Por Félix Ayurnamat
El domingo por la tarde, en el Pizza Jazz Café en la colonia Portales, el cuarteto Diidxajazz abrió un portal invisible entre lo que fuimos, lo que somos y ese momento sin nombre que apenas rozamos cuando la música nos despoja del peso de lo cotidiano. Bajo la guía rítmica del baterista José Miguel Gordillo, maestro del instante y del silencio entre los golpes, el concierto de 120 minutos se sintió como un suspiro lento de la tierra, como si el Istmo de Tehuantepec se hubiese recostado con suavidad en el regazo del jazz.
No se trató de una fusión, sino de una conversación entre estilos y esencias musicales. Las notas del piano de Carlos Alberto Domínguez no decoraban ni adornaban: nombraban. Eran hojas de un árbol cayendo en cámara lenta sobre los recuerdos del viento. El contrabajo de Juan Manuel Guiza, con su sonoridad, parecía invocar algo más antiguo que el lenguaje. Y Paquito Gómez, con su saxofón, no hablaba: acariciaba la nostalgia, como quien sopla sobre brasas para que no se apague el fuego del alma.
Las canciones —Dios Nunca Muere, Zandunga, Río de Perros, Ojos Negros, Guendanabani— se despojaron de su vestido tradicional para revelarse en cuerpo completo, en carne viva, una exhalación. Ahí estaban, con sus huellas de barro, con sus paisajes hermosos. El jazz no las distorsionó, las liberó. Cada melodía fue un río que no buscaba llegar al mar, sino perderse con elegancia entre los árboles, sin rumbo, porque no lo necesitaba.
Había algo profundamente sereno en la presentación. No esa serenidad fría de la perfección técnica —que sin duda la hubo—, sino una calma encarnada, como si los músicos tocaran para sí mismos, como quien comparte un mango jugoso bajo la sombra sin urgencia de un árbol generoso. El goce no era un éxtasis estridente, sino un asentimiento callado del cuerpo: la música como alimento, como gesto, como respiración compartida.

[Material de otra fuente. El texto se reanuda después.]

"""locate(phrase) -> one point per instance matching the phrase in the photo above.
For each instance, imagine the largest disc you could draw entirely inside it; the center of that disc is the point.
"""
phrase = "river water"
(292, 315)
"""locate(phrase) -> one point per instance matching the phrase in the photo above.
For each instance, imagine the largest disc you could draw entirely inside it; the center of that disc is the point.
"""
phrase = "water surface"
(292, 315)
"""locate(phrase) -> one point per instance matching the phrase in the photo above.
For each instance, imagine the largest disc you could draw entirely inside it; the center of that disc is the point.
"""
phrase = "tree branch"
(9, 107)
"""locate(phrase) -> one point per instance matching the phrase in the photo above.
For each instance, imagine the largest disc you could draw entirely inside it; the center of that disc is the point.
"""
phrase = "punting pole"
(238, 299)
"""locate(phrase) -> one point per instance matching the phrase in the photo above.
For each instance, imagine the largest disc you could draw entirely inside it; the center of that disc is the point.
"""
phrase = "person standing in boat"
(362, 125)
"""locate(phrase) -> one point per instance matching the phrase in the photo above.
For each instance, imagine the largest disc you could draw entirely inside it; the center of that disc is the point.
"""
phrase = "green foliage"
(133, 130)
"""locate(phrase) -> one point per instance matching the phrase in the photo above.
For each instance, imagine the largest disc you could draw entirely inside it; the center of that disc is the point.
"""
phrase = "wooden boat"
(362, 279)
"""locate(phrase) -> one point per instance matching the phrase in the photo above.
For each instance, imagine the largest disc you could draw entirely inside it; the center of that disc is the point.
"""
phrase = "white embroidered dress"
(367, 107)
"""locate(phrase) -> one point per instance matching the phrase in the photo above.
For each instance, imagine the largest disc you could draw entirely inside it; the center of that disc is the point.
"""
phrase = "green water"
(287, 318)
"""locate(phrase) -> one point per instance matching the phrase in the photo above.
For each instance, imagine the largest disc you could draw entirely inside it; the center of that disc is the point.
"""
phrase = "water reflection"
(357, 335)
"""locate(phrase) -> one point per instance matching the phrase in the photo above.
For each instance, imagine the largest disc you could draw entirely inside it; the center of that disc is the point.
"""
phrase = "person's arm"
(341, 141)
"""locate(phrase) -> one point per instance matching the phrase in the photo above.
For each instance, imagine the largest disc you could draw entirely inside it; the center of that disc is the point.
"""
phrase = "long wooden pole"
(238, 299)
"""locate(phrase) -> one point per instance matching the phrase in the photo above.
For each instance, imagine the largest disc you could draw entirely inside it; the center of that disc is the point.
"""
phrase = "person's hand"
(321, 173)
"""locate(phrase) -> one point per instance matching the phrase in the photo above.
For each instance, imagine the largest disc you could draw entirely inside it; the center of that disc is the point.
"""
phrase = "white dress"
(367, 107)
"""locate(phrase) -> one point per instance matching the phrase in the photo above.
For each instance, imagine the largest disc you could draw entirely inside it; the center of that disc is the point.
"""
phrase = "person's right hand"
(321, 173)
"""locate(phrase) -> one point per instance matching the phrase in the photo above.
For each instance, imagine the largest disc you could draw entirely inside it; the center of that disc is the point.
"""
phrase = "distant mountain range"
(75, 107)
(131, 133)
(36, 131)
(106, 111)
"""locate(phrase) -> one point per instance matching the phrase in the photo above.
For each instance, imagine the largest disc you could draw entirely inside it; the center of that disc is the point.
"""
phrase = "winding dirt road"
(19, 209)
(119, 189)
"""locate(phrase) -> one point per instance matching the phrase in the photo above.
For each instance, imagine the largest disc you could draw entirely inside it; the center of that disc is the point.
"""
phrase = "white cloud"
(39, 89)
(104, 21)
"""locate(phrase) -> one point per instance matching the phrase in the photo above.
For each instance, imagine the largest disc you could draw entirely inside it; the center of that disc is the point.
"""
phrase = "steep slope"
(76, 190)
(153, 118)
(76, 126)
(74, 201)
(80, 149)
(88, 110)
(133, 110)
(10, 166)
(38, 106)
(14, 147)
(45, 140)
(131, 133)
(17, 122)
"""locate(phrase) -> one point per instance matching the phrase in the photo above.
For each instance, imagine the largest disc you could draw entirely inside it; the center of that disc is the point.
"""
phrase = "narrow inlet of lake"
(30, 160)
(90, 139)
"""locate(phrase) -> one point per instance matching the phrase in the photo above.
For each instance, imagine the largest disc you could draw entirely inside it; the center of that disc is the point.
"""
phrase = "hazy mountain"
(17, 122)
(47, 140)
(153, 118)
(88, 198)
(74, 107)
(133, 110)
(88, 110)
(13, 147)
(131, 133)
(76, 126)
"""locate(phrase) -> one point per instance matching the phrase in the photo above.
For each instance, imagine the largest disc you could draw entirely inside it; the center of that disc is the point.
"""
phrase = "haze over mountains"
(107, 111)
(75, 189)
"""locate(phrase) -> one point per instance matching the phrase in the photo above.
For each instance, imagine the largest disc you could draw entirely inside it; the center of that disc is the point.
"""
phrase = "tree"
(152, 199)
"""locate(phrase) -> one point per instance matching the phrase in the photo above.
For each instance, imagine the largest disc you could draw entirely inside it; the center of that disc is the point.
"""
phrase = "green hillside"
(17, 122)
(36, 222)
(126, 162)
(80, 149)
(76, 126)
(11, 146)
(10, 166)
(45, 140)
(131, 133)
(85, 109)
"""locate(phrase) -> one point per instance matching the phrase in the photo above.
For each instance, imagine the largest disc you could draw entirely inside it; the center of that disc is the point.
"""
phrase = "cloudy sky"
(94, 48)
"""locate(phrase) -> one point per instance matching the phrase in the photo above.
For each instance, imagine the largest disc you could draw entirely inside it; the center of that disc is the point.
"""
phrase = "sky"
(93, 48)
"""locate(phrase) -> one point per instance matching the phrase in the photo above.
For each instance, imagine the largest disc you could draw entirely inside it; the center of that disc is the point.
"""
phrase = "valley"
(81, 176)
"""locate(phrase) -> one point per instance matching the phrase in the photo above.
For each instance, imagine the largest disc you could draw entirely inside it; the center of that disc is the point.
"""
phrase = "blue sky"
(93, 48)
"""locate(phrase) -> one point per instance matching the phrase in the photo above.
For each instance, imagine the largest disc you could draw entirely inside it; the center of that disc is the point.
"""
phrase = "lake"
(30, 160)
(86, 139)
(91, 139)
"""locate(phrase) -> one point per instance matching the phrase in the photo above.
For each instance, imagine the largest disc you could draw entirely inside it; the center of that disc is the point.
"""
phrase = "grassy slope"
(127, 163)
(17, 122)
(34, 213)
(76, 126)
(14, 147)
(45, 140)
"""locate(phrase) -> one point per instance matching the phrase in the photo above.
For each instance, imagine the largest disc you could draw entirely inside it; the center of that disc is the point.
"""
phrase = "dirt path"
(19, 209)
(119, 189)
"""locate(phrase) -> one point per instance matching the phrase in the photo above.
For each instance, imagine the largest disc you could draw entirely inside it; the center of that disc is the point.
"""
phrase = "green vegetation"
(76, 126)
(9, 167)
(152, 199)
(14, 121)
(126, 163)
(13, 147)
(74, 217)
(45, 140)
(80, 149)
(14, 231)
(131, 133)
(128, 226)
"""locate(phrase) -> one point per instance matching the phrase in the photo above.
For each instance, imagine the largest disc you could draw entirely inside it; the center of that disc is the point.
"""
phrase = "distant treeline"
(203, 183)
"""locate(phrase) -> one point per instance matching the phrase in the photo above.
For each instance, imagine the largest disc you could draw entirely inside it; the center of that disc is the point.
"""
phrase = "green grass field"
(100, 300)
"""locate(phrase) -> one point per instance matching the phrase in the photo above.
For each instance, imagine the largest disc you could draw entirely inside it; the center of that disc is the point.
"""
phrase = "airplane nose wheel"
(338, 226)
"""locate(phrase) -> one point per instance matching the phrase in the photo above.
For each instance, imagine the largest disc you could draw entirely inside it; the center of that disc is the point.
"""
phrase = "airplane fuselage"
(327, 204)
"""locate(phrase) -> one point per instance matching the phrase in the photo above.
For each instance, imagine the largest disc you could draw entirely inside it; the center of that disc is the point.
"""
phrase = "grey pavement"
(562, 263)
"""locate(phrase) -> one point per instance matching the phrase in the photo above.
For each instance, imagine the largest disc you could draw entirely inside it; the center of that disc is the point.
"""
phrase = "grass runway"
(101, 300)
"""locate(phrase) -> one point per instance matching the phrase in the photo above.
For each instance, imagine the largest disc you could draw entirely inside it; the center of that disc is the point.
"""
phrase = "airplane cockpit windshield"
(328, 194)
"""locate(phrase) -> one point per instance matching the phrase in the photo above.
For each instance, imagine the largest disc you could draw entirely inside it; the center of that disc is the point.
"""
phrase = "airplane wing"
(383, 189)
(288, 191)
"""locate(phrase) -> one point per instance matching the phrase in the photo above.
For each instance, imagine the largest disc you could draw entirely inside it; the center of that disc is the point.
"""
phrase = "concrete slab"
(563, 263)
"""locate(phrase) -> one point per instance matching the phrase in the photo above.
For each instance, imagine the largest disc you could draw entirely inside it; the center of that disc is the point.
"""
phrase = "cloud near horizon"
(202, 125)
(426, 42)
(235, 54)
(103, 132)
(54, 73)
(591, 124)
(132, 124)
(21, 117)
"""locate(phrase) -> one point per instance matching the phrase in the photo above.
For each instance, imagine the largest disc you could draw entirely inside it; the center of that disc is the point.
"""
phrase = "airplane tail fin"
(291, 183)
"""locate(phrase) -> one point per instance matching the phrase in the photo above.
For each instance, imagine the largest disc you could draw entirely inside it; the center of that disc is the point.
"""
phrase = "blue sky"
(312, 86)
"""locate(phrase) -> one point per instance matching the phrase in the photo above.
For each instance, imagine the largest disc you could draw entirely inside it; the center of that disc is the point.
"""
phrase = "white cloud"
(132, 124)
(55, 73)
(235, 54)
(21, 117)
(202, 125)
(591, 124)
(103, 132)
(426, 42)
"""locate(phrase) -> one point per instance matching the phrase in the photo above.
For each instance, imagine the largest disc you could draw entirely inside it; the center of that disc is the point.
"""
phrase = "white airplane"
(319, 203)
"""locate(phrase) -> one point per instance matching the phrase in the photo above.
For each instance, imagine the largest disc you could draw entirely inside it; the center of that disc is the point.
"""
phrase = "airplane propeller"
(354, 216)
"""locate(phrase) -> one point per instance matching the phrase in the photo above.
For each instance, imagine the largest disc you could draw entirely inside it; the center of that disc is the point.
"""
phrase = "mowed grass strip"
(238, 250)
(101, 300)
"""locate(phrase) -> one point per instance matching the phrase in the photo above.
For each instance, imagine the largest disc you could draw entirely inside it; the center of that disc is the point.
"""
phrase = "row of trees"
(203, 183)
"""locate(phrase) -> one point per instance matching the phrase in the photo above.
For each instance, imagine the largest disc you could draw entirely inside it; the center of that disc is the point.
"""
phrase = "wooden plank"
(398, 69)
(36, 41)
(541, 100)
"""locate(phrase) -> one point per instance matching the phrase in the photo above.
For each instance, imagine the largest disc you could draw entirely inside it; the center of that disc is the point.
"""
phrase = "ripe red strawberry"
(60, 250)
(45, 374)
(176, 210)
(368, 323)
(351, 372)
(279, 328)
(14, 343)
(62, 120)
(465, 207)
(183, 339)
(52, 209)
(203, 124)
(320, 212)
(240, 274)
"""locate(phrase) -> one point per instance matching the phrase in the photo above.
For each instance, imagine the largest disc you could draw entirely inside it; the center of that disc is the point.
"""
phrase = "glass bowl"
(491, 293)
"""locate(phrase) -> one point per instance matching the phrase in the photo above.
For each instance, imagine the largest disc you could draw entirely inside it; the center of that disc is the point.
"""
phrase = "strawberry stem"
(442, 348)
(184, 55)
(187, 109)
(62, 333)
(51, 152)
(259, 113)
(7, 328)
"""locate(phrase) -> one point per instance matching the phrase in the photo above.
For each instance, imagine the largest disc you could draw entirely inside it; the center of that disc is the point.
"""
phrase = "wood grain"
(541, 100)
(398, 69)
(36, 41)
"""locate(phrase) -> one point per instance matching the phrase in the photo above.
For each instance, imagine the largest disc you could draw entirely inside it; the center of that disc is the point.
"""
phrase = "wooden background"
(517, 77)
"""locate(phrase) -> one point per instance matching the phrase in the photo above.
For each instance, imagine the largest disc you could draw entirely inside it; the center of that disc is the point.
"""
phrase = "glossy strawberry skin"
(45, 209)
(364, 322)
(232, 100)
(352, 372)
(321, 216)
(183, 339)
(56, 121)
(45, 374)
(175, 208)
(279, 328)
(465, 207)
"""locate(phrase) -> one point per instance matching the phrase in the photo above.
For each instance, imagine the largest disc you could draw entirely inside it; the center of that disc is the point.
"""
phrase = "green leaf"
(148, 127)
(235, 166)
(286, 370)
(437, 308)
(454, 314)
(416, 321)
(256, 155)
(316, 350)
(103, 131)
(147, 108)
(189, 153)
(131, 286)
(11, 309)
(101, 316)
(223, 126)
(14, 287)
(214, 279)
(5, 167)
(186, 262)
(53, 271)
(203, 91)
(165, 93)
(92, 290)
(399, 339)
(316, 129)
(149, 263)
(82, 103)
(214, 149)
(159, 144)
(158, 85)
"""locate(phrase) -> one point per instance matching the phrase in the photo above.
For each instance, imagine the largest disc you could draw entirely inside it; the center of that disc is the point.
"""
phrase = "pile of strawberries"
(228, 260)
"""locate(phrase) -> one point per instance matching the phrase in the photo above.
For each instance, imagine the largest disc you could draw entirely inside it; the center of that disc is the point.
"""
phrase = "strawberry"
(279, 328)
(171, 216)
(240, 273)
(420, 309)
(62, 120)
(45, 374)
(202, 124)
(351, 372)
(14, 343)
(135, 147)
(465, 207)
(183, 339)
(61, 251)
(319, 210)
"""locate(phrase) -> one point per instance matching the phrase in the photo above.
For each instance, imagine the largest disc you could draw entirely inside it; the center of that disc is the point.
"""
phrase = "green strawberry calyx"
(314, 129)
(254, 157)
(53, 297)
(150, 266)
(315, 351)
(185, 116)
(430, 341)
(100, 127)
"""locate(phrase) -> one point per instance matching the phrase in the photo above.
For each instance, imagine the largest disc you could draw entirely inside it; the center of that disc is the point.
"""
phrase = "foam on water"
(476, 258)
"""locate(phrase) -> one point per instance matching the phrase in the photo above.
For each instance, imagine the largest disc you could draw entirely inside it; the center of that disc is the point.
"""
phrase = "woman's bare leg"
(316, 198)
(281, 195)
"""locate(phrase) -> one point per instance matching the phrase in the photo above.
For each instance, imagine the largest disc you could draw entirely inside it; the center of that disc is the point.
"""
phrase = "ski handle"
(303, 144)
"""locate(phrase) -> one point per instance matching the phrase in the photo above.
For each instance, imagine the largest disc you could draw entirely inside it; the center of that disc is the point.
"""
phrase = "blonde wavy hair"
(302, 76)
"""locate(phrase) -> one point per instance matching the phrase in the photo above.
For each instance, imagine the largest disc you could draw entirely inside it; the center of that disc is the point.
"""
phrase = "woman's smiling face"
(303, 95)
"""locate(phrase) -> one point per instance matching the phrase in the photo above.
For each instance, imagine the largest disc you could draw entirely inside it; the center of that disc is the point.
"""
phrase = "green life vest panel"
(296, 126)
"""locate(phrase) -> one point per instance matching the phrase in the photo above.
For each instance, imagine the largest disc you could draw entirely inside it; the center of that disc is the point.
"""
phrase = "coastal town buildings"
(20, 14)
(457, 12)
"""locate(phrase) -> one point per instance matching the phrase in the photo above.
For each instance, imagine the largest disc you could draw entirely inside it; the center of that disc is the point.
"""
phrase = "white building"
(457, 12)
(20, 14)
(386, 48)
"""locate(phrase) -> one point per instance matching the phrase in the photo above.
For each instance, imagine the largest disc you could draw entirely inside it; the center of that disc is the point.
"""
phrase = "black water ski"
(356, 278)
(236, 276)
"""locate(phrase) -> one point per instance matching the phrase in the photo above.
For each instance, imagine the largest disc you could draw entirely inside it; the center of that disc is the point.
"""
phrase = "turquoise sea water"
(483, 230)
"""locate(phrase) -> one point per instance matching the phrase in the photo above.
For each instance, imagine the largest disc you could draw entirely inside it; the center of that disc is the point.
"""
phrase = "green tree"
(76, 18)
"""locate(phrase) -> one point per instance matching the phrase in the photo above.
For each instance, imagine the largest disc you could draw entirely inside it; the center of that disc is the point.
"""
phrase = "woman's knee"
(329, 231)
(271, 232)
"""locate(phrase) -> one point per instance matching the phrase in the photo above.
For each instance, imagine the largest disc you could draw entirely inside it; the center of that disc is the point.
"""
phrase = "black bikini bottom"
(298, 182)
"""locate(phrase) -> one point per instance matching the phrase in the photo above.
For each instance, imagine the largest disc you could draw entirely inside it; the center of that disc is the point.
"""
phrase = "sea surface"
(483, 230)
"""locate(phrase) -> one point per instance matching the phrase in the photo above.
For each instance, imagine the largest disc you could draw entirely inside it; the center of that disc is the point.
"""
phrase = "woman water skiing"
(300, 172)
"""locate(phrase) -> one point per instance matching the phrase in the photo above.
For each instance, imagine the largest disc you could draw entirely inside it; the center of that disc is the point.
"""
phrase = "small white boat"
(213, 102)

Y uno comprendía, sin que nadie lo dijera, que aquello no era un espectáculo. Era una forma de estar en el mundo. El jazz, en las manos de Diidxajazz, dejó de ser un género para convertirse en una actitud, un modo de fluir con lo que hay: con las lluvias viejas, con las historias que se guardan en las cocinas, con el pulso del tambor que alguna vez fue corazón de jaguar.
Salí del concierto, como quien regresa de visitar a un viejo amigo sabio. El mundo afuera seguía su ruido, pero dentro algo había cambiado: una especie de gratitud sencilla, como la que se siente al encontrar sombra en el camino o al compartir un trozo de pizza con una buena compañía.
Escúchenlos. No para entender —que la mente muchas veces estorba—, sino para dejarse llevar.